Como vamos fiar-nos nesta communis opinio? Uns não sabem nada, nem querem saber. Outros querem fazer passar o nicho de mercado em que se "anicharam" ou aninharam... "a propos et sans propos". E para eles o saber é apenas o que eles tomam como propriedade sua. A sua capelinha, o seu ídolo…

Não pude deixar de pensar: e se a tese fosse sobre tema moderno, e arguissem da falta dos clássicos? Aí depende… Um clássico calha sempre bem. Mas precisa de ser a propósito. Pode haver uma cornucópia de citações e alusões clássicas feitas sem o mais pequeno critério, só para épater le bourgeois. Mas o burguês, hoje em dia, irá espantar-se com alguma coisa já? Nem isso.

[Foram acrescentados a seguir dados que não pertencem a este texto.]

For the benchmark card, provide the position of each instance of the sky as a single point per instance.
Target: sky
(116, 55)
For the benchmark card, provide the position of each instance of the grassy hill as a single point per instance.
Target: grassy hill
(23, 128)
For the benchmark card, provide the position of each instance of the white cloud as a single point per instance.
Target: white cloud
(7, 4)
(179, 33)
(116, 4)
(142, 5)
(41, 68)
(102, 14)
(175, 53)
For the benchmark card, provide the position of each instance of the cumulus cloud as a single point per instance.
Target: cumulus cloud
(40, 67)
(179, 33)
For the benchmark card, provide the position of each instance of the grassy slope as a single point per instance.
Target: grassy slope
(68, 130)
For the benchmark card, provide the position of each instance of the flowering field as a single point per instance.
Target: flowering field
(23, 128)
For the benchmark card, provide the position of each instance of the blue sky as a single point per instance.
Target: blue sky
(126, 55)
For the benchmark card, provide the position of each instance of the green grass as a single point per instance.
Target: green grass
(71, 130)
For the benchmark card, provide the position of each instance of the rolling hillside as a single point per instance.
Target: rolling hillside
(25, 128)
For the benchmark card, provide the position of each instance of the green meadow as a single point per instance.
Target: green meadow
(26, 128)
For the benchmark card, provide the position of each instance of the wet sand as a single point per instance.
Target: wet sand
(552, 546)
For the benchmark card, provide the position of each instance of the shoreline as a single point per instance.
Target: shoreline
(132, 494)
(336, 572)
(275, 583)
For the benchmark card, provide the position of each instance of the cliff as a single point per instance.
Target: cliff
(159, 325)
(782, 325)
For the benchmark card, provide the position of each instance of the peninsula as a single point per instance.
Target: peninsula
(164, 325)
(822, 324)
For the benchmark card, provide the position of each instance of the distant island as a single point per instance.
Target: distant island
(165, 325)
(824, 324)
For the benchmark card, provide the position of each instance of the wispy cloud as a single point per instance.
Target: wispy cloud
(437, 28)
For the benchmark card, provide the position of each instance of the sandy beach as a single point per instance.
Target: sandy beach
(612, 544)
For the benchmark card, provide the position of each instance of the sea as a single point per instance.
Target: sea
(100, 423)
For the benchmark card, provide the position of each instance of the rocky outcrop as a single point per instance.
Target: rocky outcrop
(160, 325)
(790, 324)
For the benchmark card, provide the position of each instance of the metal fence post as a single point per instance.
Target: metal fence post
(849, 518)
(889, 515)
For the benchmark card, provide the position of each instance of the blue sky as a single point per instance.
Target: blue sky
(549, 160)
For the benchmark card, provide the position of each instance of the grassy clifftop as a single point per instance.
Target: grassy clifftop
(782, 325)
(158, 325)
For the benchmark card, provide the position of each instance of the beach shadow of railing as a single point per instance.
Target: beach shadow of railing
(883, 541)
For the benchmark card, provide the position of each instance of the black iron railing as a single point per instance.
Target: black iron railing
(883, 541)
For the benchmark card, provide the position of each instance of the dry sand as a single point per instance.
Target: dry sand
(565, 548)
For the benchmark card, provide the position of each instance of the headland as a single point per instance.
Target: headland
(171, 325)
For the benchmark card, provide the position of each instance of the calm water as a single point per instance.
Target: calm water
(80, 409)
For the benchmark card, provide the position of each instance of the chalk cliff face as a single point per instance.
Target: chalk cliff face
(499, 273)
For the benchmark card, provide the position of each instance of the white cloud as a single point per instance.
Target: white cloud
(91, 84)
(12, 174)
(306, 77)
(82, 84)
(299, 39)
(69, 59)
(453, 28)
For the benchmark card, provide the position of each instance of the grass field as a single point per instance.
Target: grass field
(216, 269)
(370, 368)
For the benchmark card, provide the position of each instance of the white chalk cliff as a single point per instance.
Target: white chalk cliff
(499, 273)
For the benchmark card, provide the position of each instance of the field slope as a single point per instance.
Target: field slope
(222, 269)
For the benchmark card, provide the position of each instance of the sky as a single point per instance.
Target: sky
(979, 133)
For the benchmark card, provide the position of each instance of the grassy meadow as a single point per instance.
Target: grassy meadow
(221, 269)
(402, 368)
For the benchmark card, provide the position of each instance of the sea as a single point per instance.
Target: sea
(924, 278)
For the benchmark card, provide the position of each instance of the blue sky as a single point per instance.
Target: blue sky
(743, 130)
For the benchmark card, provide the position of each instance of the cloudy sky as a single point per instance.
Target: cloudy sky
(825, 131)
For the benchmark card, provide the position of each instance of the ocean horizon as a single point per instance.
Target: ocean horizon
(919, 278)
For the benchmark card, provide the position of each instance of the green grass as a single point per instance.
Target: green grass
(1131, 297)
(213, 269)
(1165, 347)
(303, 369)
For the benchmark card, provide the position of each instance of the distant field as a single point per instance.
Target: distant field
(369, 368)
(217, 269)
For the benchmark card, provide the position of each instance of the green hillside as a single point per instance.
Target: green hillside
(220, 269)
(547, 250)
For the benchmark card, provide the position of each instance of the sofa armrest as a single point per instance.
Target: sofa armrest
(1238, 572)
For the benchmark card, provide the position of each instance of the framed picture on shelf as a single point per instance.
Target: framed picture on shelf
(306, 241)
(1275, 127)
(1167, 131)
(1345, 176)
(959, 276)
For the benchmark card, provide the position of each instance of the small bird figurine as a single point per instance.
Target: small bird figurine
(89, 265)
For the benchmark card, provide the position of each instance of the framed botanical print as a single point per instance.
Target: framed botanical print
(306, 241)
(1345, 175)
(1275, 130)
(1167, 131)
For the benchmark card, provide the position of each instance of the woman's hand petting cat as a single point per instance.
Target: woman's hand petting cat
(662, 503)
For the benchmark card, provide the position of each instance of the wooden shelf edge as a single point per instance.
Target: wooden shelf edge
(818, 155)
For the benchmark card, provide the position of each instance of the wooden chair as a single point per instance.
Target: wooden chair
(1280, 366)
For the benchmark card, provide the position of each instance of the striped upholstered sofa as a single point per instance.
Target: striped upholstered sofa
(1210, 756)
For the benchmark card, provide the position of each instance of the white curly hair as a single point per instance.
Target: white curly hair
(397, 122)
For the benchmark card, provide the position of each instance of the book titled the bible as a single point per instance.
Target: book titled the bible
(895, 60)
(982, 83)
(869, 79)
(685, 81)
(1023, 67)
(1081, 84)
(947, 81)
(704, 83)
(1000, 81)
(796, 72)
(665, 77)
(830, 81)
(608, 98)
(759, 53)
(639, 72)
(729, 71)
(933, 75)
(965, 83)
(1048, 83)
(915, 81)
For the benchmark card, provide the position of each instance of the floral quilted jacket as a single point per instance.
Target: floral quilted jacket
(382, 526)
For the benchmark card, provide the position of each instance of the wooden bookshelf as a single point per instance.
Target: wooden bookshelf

Tempos negros para a pesquisa, apesar de toda a explosão quantitativa. Demasiada mistificação, que obnubila alguns excelentes pesquisadores que despontam. Às vezes penso que de geração espontânea…

Obviamente tudo o que dissemos é ficção. Real é a preocupação pela qualidade das teses e das dissertações, e pela justiça na sua apreciação: das bancas e do público.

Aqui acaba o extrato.